The promise of opportunity for all
Every American should have the chance to get a free public education, work for livable wages, grow up in safe surroundings, get health care, and retire with dignity.
Every citizen, through hard work, should have the chance to enjoy a bright future. I believe these are basics of a sustainable, humane society.
Certain vital services should not “privatized,” or left in the hands of profit-making entities or individuals to bargain or barter away.
On Sunday I sat in as an observer during the Select Committee on PEIA, Seniors and Long Term Care, one of three days worth of interim work sessions held at the capitol.
Not having been a state employee, this is new territory for me but I brought my friend Betty, a retired schoolteacher, so she could help me better understand the issues on our drive to and from Charleston. I took copious notes in my tiny composition book as Ted Cheatham, Director of WV's Public Employees Insurance Agency, reported on recent public meetings and presented options for insurance plans to fit within the budget set by the Legislature.

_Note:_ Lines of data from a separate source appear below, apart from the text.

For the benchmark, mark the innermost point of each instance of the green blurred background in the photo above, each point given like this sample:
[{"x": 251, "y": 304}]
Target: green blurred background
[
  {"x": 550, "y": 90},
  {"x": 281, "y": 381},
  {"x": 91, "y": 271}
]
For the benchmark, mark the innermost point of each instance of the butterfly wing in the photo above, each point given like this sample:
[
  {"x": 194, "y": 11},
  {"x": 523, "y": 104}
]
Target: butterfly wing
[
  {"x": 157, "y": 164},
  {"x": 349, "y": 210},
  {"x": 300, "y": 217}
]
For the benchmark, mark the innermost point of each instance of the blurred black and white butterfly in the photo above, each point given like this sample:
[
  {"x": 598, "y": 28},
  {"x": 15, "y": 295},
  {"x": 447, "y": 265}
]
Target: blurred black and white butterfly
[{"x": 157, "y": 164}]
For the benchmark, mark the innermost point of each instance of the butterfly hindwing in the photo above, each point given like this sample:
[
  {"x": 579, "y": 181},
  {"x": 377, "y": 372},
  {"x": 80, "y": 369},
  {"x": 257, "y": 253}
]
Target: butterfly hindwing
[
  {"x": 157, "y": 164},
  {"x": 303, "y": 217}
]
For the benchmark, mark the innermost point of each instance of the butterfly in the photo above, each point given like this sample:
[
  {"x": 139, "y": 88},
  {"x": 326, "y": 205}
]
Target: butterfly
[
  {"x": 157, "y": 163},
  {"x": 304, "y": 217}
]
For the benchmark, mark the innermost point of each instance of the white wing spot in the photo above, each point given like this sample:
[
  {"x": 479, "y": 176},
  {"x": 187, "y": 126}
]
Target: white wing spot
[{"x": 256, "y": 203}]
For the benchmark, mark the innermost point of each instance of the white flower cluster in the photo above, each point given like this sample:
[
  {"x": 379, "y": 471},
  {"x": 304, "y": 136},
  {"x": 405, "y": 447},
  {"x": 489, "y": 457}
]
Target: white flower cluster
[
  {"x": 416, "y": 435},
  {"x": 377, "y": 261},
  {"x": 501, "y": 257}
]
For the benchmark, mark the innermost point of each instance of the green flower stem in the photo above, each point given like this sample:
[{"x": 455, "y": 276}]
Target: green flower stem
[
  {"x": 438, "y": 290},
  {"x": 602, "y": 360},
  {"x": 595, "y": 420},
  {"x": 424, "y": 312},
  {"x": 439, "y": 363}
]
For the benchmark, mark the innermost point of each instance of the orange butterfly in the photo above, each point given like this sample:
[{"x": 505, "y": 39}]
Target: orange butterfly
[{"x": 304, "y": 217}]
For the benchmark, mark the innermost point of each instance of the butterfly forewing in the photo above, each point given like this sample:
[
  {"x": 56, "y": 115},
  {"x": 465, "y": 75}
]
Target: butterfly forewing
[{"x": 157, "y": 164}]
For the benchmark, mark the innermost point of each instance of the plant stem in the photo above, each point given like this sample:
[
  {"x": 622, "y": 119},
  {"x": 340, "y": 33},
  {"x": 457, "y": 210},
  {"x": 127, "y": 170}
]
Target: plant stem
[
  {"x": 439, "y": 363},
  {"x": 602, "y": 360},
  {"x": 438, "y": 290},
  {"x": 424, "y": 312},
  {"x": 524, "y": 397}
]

Among the cost-cutting options presented for our state's nearly quarter-of-a-million enrolled women, men and children were: raising deductibles, raising out of pocket costs, changing prescription plans, reducing the 80% share paid by the state, and so on. The director at one point suggested that employees with kids could save by enrolling their children in the federal CHIP program (which as of now has not been funded by Congress for 2018).

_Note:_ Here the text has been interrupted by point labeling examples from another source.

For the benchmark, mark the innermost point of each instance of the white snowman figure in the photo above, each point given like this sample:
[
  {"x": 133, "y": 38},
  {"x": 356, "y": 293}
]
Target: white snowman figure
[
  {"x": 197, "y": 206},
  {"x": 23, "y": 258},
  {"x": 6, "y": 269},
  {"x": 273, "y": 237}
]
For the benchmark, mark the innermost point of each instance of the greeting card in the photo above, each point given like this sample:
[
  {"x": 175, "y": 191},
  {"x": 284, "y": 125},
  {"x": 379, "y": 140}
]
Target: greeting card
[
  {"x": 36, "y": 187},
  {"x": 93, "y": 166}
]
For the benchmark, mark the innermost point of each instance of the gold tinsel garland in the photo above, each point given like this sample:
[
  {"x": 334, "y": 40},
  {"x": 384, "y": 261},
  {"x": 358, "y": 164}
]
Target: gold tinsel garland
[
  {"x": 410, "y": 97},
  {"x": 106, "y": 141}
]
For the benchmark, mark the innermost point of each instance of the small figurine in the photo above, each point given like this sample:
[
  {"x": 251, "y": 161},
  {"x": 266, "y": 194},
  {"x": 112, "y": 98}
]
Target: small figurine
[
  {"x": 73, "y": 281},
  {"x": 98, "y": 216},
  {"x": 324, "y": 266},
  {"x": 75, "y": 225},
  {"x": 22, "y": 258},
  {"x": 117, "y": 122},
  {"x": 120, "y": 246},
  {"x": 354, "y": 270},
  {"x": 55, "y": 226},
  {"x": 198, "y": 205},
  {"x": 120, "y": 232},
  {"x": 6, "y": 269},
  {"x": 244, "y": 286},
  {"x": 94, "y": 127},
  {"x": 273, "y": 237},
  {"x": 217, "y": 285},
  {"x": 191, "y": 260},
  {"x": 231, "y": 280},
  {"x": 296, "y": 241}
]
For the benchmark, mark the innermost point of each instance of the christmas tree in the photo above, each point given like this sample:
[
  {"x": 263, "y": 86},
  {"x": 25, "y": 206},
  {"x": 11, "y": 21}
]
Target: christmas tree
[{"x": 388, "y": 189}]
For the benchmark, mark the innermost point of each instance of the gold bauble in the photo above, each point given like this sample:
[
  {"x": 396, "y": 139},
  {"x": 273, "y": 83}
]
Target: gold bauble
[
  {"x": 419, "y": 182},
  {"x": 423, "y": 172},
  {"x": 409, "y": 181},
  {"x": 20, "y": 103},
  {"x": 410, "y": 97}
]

Toward the end of the meeting, Del. Rick Moye (D-Raleigh) began asking questions that helped me make sense out of the whole PEIA issue. Mr. Cheatham confirmed that the Legislature only funded half of the $20 million proposed last session, and PEIA needed to make up this $10 million deficit by continuing to hold employees accountable for the costs.
If I got it down correctly here's the bottom line: Over the last two years, an estimated $70 million in costs has been shifted onto the backs of PEIA recipients and their families. The delegate asked how long it has been since these state employees got a raise, and while a definite answer eluded the director, he said he remembered a single one-time $500 annual raise in the last ten years. Someone else in the room said it had been 12 years since our lowest-paid state employees got a raise.

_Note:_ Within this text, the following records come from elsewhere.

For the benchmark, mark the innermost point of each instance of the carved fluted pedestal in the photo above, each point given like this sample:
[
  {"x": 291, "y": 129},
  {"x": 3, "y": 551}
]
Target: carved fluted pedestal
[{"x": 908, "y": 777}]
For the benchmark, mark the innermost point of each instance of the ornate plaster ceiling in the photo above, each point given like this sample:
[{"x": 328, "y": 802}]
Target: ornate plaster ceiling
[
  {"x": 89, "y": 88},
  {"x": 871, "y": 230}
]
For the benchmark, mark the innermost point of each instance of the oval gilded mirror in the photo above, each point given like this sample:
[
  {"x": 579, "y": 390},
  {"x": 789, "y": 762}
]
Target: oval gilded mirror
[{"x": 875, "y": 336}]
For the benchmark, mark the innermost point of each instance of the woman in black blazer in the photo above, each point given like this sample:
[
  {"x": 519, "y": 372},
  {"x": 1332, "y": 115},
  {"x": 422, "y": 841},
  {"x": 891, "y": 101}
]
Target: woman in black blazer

After the meeting, a local activist live-posted a few follow-up interviews with members of the Select Committee asking about revenue solutions to provide relief to state employees and their families —specifically, restoring the corporate net income tax and business franchise tax to their pre-2007 levels. The general consensus among the GOP members is that there is "no sentiment in this Legislature" to raise any taxes on corporations (although they're still waiting for the "uptick" in well-paying private industry jobs).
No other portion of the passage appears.